Elon Musk underscored this dependency when he called in virtually to ASML's annual technology conference in June 2026 to speak with CEO Christophe Fouquet. In a post on X, Musk wrote that "ASML should be treasured and supported. It is arguably the greatest company in Europe". SpaceX will need a growing number of chips for its data centers after signing recent deals to provide compute capacity to Google and Anthropic, making ASML's production capacity a critical bottleneck for the entire operation.
Elon Musk
Steps to Understanding Terafab's Timeline and Scale
- Phase 1 Tool Installation: Tool installation for the North Campus prototype is scheduled for the third quarter of 2026, meaning equipment delivery and setup will occur over the next few months from the article's publication date.

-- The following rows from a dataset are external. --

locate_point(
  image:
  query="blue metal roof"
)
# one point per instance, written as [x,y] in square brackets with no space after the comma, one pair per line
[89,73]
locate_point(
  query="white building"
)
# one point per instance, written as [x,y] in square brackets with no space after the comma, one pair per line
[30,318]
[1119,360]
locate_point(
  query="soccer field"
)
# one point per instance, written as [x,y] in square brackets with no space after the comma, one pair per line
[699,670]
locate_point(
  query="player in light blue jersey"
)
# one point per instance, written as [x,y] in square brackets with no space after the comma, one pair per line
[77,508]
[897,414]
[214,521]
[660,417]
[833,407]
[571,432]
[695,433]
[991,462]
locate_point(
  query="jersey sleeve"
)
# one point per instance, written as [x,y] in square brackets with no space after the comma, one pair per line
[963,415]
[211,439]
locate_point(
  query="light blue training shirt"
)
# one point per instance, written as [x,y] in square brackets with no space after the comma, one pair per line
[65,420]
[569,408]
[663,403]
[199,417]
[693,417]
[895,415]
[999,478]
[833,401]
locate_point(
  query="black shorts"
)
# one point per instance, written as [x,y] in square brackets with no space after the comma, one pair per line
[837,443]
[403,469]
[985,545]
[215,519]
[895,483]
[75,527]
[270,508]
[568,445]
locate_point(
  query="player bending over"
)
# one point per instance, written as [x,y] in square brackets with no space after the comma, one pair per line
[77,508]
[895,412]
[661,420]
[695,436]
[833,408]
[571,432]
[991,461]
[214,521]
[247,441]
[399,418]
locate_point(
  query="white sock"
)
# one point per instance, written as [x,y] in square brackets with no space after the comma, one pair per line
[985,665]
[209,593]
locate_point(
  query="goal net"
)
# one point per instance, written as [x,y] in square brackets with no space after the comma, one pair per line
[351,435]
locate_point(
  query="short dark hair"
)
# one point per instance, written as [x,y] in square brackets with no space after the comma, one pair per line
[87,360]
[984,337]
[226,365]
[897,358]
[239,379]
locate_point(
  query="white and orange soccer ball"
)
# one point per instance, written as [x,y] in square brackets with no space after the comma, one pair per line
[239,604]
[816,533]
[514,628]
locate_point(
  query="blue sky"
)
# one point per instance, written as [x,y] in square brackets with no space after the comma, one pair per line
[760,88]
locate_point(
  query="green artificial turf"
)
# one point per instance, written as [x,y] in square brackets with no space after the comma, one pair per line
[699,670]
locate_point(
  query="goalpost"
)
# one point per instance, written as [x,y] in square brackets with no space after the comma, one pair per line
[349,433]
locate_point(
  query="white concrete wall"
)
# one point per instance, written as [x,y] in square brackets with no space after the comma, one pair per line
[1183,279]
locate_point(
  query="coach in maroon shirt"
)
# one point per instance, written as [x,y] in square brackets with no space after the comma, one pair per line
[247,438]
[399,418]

- First Silicon Production: The facility is targeting first silicon production in early 2027, which will mark the transition from construction and equipment setup to actual chip manufacturing.
- Full Volume Scaling: By 2028, Terafab is expected to reach full volume production, ramping up to deliver the computing power needed for Tesla's autonomous driving rollout and SpaceX's AI infrastructure expansion.
With first silicon now less than a year away on the published timeline, Jiang's appointment looks less like a strategic announcement and more like Tesla quietly putting the right operator in place to actually execute. Fab startups are notoriously schedule-sensitive, and experienced factory managers who have personally managed the startup of advanced-node fabs at scale are a scarce resource in the semiconductor industry.
The hiring also signals that Tesla is moving beyond theoretical planning into the operational phase of one of the most ambitious manufacturing projects in recent memory. Jiang's expertise in managing the complex logistics of advanced chip production, combined with Intel's formal partnership role, suggests that Terafab's aggressive timelines may actually be achievable, even if the final cost could exceed $100 billion across all phases.